Случай этот далеко не единичный и совсем не такой исключительный, как может показаться. Конец гражданской войны был отмечен гигантской волной репрессий — по самым приблизительным подсчетам, в первые послевоенные годы в Испании было физически уничтожено двести тысяч человек (столько же во время войны убили франкисты среди мирного населения), и вполне понятен ужас, охвативший страну и заставлявший людей прятаться на чердаках, в подвалах, колодцах, тщательно замаскированных чуланах. Они надеялись переждать опасное время. Для многих, самых осторожных, не веривших — с полным на то основанием — в милосердие победителей, не вышедших из своих укрытий после первых франкистских амнистий и справедливо усматривавших в них возможность ловушек, этот период растянулся на десятилетия. Через два года после смерти Франко, в 1977 году, вышла книга Хесуса Торбадо и Мануэля Легинече “Кроты”, представляющая собой запись бесед с людьми, которых страх перед кровавыми репрессиями заставил много лет жить взаперти. Книга эта, потрясшая всю Испанию, стала бестселлером, выдержавшим более десяти изданий. Она была первым и по сей день единственным документальным рассказом о страшном социальном явлении, подлинные размеры которого Испания себе просто не представляла. По признанию ее авторов, собранных ими материалов хватило бы на много томов, поскольку, по их впечатлению, количество этих людей исчисляется тысячами. Записанные ими свидетельства — это рассказы о “нескончаемой мести победителей, о подлинной кровавой оргии, обрушившейся на людей не просто беззащитных, но чаще всего абсолютно невиновных”[2].

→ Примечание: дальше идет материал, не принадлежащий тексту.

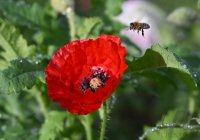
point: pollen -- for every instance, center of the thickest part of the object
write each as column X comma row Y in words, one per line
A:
column 95, row 83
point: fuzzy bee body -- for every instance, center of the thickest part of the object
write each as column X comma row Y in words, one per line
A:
column 139, row 26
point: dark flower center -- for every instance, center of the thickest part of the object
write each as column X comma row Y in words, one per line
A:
column 96, row 79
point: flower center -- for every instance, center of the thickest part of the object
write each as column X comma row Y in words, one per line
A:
column 96, row 79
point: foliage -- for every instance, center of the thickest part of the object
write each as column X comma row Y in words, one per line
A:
column 51, row 127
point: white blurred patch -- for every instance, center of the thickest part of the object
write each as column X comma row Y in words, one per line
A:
column 144, row 12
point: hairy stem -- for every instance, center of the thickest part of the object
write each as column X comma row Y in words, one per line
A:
column 71, row 19
column 40, row 101
column 103, row 123
column 87, row 123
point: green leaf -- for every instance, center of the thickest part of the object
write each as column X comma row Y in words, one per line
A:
column 164, row 133
column 21, row 74
column 88, row 27
column 13, row 45
column 113, row 8
column 52, row 125
column 32, row 16
column 157, row 58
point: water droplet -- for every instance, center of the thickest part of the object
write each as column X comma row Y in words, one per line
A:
column 184, row 66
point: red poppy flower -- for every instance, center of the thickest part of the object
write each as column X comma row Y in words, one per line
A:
column 84, row 73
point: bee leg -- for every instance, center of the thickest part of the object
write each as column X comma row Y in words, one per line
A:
column 142, row 32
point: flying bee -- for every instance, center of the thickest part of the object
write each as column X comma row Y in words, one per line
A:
column 139, row 26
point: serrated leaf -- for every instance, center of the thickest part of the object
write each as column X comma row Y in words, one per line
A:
column 20, row 75
column 52, row 125
column 12, row 43
column 21, row 13
column 88, row 27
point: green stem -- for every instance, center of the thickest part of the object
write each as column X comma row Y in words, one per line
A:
column 103, row 123
column 86, row 121
column 71, row 19
column 40, row 101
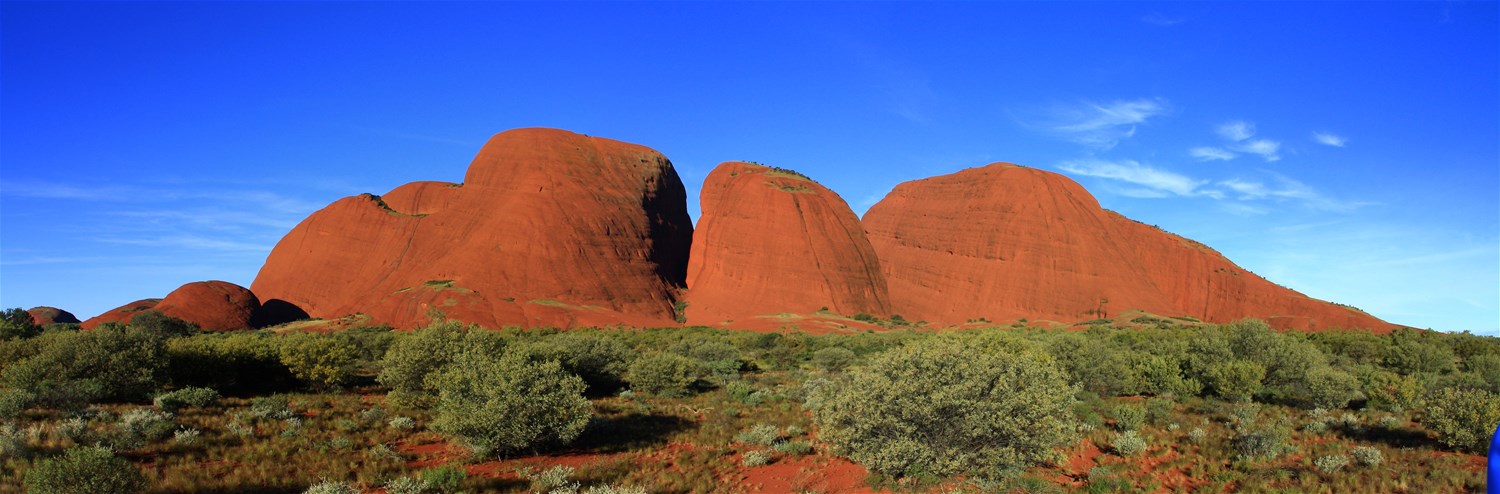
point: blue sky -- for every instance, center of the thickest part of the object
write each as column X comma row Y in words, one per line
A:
column 1349, row 150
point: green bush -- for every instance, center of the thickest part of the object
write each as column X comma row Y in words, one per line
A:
column 413, row 359
column 599, row 358
column 1128, row 443
column 1329, row 388
column 321, row 361
column 84, row 470
column 936, row 407
column 509, row 404
column 186, row 397
column 1128, row 416
column 1463, row 418
column 1235, row 380
column 17, row 323
column 230, row 362
column 164, row 325
column 665, row 374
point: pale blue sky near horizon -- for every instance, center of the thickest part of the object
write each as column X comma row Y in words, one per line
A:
column 1347, row 150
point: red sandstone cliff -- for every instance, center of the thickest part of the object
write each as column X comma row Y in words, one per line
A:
column 548, row 228
column 770, row 242
column 213, row 305
column 1010, row 242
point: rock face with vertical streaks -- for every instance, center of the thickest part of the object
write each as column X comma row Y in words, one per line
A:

Принимая во внимание размер этого социально-психологического явления, неудивительно, что литература не обошла его молчанием. В 1967 году подобная ситуация легла в основу пьесы Антонио Галы “Ноябрь и зеленая трава”, а двумя годами позже определила сюжет романа Франсиско Гарсиа Павона “Рыжие сестры”, известного советскому читателю. Человеку, с которым встречается Вис, все еще снится, сорок один год спустя, что его расстреливают в упор — прошлое мучает его, как постоянно кровоточащая, незаживающая рана. Огромный кусок жизни как бы выпал, словно его вовсе и не было. Недаром сам он порой не верит, что еще жив, и, чтобы убедиться в этом, кричит во весь голос. Проведя жизнь взаперти, он ощущает себя человеком без тени, и это для него символ духовной смерти, потери своего “я”, своего лица, хотя, наверное, он никогда не слышал о Петере Шлемиле, герое повести немецкого писателя-романтика Шамиссо. Сейчас, спустя столько лет, уже не страх физической расправы удерживает этого человека, а страх, что в новой, незнакомой жизни, где почти не осталось тех, кого он когда-то любил или ненавидел, а оставшиеся в живых, скорее всего, его попросту не узнают, ему не найдется места. Но с помощью Виса он пересиливает этот страх и выходит в Испанию, где оставил “свою тень столько лет тому назад”, выходит в новую, демократическую Испанию, и эта победа человека над собой, над своим страхом становится для Виса залогом того, что Испания может перешагнуть через свое прошлое.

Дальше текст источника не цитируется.